No grupo gaúcho Randon serão 1,3 mil funcionários em férias de 4 a 13 de junho. O número equivale a 40% do quadro geral. Os dispensados são das controladas Jost, Suspensys e Master.

Além disso, a Randon Implementos suspenderá a produção de reboques de 4 a 8 de junho.

Nessa leva serão liberados 3,6 mil empregados – 83,7% da força de trabalho da Implementos. Outros 640 funcionários serão transferidos do terceiro turno para outros horários de trabalho.

Ao mesmo tempo, a Mercedes-Benz do Brasil está lançando um programa de lay off que dispensará temporariamente 1,5 mil funcionários da unidade em São Bernardo do Campo (SP).

Os contratos ficarão suspensos por cinco meses, conforme acordo com o sindicato, e os empregados receberão uma bolsa de auxílio de R$ 1.163.

Além disso, os colaboradores farão cursos de qualificação durante a suspensão do contrato.

Segundo informa o jornal Financial Times, a medida na Mercedes foi adotada para reduzir o impacto pela queda no mercado de ônibus e caminhões.

Dados da Fenebrave indicam que as vendas de ônibus e caminhões caíram 12,5% e 17,35%, respectivamente, na primeira metade de maio, frente ao mês de abril. Na comparação anual, a queda é mais acentuada: 30,19% e 16,02% para cada veículo.
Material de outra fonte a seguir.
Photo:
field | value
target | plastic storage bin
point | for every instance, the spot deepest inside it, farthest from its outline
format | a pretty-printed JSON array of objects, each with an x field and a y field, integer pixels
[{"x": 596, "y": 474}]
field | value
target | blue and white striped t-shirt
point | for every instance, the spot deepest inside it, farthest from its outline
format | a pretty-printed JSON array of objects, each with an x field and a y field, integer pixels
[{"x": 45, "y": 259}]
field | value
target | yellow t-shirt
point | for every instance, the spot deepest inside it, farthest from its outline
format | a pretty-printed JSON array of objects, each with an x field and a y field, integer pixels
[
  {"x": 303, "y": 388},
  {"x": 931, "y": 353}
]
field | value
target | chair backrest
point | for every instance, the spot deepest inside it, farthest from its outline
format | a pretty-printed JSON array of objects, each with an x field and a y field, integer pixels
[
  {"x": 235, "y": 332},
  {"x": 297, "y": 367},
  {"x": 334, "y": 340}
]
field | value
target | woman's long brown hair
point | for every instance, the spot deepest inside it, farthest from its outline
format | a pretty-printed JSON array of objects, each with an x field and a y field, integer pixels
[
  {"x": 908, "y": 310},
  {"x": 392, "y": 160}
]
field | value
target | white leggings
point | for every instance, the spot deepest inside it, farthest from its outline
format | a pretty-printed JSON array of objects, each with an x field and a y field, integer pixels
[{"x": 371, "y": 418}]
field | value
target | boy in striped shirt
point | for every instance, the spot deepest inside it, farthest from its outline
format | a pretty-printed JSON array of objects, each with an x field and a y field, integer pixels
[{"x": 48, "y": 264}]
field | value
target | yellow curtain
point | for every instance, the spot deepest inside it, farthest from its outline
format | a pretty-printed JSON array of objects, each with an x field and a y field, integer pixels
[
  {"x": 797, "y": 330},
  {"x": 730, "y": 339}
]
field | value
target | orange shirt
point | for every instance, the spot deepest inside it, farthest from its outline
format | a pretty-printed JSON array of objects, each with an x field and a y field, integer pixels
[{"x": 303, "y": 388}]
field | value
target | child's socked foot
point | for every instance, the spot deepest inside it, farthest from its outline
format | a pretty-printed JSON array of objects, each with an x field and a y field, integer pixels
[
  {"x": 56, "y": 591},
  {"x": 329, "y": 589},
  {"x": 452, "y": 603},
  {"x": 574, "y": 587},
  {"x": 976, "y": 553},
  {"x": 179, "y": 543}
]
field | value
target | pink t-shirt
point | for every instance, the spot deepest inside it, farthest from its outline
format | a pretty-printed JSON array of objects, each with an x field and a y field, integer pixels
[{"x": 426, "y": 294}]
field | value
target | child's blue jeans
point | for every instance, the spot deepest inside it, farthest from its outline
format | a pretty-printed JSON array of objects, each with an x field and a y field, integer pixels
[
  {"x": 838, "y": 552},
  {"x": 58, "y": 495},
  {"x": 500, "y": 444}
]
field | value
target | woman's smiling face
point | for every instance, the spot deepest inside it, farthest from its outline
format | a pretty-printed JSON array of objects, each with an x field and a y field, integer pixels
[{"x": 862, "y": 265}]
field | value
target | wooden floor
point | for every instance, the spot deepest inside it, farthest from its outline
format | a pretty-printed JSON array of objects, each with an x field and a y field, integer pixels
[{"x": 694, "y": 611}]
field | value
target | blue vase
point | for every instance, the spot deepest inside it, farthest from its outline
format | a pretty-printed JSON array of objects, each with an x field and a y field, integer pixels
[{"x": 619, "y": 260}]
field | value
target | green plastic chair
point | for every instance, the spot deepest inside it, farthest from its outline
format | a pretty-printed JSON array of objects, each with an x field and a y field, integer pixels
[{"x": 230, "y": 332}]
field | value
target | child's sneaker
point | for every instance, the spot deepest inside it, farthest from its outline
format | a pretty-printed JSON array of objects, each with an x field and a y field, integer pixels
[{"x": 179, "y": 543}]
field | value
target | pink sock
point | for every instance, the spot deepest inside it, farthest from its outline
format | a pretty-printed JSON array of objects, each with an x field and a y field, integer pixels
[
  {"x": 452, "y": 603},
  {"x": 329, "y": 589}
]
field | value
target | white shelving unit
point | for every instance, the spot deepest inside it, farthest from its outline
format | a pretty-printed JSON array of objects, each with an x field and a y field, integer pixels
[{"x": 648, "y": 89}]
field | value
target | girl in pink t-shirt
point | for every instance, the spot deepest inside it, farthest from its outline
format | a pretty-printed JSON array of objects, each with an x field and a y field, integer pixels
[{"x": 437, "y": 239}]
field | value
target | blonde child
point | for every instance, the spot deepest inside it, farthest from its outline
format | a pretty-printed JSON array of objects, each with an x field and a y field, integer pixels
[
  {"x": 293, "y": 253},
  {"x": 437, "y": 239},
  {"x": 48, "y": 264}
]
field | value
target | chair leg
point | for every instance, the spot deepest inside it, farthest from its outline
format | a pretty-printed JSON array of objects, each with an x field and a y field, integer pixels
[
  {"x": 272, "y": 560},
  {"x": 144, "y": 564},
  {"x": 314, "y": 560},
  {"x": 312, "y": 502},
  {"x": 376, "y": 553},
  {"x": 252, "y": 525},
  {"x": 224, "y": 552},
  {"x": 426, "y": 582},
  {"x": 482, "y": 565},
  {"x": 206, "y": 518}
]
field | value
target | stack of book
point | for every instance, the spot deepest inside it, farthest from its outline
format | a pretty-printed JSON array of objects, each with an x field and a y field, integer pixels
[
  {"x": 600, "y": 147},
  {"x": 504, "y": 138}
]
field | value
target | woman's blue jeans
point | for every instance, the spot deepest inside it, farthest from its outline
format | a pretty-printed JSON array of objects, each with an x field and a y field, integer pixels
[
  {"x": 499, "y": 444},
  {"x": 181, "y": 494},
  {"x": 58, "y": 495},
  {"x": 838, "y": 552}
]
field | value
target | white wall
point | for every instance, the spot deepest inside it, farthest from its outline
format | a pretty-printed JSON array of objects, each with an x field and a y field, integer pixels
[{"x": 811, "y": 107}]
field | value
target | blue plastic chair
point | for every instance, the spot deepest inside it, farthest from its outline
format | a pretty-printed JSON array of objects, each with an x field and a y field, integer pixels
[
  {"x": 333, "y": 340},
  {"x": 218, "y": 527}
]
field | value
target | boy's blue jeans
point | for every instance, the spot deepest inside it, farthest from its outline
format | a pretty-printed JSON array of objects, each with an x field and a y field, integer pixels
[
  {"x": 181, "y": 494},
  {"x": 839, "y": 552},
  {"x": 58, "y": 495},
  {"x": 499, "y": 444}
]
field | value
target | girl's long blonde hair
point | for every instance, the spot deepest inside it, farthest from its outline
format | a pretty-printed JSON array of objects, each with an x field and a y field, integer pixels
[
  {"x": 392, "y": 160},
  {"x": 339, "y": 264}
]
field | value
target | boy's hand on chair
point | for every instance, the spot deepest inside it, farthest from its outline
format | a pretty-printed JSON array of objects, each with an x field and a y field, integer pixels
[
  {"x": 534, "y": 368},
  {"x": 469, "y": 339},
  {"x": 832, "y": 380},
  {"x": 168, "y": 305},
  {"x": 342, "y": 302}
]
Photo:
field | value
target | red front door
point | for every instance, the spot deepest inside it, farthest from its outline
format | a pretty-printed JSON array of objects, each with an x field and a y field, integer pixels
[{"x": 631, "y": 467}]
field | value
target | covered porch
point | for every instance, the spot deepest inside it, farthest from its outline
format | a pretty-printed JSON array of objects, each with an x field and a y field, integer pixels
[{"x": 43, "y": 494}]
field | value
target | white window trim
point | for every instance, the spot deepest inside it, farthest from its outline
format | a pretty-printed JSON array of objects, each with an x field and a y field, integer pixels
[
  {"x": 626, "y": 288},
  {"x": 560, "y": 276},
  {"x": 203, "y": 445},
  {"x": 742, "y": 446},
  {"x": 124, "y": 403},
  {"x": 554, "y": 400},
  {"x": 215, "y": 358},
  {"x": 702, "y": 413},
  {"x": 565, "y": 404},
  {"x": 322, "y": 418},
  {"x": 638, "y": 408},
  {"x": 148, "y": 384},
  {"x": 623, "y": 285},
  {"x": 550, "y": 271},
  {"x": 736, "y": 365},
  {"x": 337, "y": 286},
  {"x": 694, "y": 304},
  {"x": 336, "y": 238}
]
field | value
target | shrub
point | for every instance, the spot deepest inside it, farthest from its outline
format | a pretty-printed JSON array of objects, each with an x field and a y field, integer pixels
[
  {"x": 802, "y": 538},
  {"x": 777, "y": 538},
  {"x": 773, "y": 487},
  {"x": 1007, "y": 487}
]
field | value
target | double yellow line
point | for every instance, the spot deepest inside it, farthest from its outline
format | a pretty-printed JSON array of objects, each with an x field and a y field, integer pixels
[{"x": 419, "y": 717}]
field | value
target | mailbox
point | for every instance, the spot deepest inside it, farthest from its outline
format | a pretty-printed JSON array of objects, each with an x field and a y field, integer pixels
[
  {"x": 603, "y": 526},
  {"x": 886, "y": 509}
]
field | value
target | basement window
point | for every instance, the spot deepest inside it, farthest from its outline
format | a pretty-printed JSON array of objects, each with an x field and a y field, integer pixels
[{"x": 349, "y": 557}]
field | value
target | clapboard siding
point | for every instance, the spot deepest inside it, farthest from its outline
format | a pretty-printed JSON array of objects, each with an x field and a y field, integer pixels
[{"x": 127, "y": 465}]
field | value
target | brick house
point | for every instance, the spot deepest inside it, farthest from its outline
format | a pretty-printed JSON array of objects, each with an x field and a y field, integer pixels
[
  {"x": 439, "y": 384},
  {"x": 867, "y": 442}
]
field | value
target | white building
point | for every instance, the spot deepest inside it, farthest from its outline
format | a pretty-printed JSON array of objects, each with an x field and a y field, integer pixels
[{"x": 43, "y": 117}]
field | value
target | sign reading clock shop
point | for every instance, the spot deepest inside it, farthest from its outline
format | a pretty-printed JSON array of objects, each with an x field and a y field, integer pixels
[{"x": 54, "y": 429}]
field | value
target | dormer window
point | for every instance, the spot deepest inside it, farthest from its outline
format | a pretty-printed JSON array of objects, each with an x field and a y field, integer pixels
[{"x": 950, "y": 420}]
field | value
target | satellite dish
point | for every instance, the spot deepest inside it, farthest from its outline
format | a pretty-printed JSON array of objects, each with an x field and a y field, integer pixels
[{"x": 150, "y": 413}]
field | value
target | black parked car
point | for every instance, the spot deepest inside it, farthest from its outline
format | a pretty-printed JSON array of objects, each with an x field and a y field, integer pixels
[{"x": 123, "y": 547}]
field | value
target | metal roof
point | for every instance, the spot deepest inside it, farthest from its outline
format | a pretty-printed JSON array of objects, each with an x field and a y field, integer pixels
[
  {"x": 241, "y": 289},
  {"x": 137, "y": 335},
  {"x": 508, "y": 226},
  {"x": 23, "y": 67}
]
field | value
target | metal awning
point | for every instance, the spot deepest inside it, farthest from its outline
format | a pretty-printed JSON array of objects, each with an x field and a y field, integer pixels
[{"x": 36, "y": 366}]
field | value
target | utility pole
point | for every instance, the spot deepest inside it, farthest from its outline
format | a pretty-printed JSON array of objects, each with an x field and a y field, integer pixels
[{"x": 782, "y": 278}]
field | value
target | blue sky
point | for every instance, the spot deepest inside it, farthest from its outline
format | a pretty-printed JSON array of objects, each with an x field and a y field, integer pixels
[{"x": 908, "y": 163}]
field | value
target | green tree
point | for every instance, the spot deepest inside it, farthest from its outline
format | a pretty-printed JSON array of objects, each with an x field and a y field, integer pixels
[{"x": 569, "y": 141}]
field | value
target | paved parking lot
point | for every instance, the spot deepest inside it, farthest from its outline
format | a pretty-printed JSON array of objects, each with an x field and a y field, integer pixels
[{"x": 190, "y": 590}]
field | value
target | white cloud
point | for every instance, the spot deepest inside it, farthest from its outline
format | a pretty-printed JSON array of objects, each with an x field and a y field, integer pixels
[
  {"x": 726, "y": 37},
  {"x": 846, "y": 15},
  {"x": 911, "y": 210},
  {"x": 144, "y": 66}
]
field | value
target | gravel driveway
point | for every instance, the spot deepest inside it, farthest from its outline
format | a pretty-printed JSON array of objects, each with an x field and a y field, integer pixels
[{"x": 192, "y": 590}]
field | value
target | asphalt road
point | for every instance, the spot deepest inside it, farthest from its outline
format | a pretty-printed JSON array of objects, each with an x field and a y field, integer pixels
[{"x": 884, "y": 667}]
Na Randon, de acordo com o gerente executivo de administração do grupo, Vanderlei Novello, o objetivo das medidas é adequar a força de trabalho ao nível de produção, prejudicado pela mudança de tecnologia nos motores a diesel no Brasil efetuada em janeiro.

Nos quatro primeiros meses do ano, a produção da Randon caiu 30% na área de caminhões. Em chassis para ônibus, a retração foi de 35%.

A receita consolidada líquida da Randon recuou 21,6% no primeiro quadrimestre, frente ao mesmo período de 2011, para R$ 1,03 bilhão.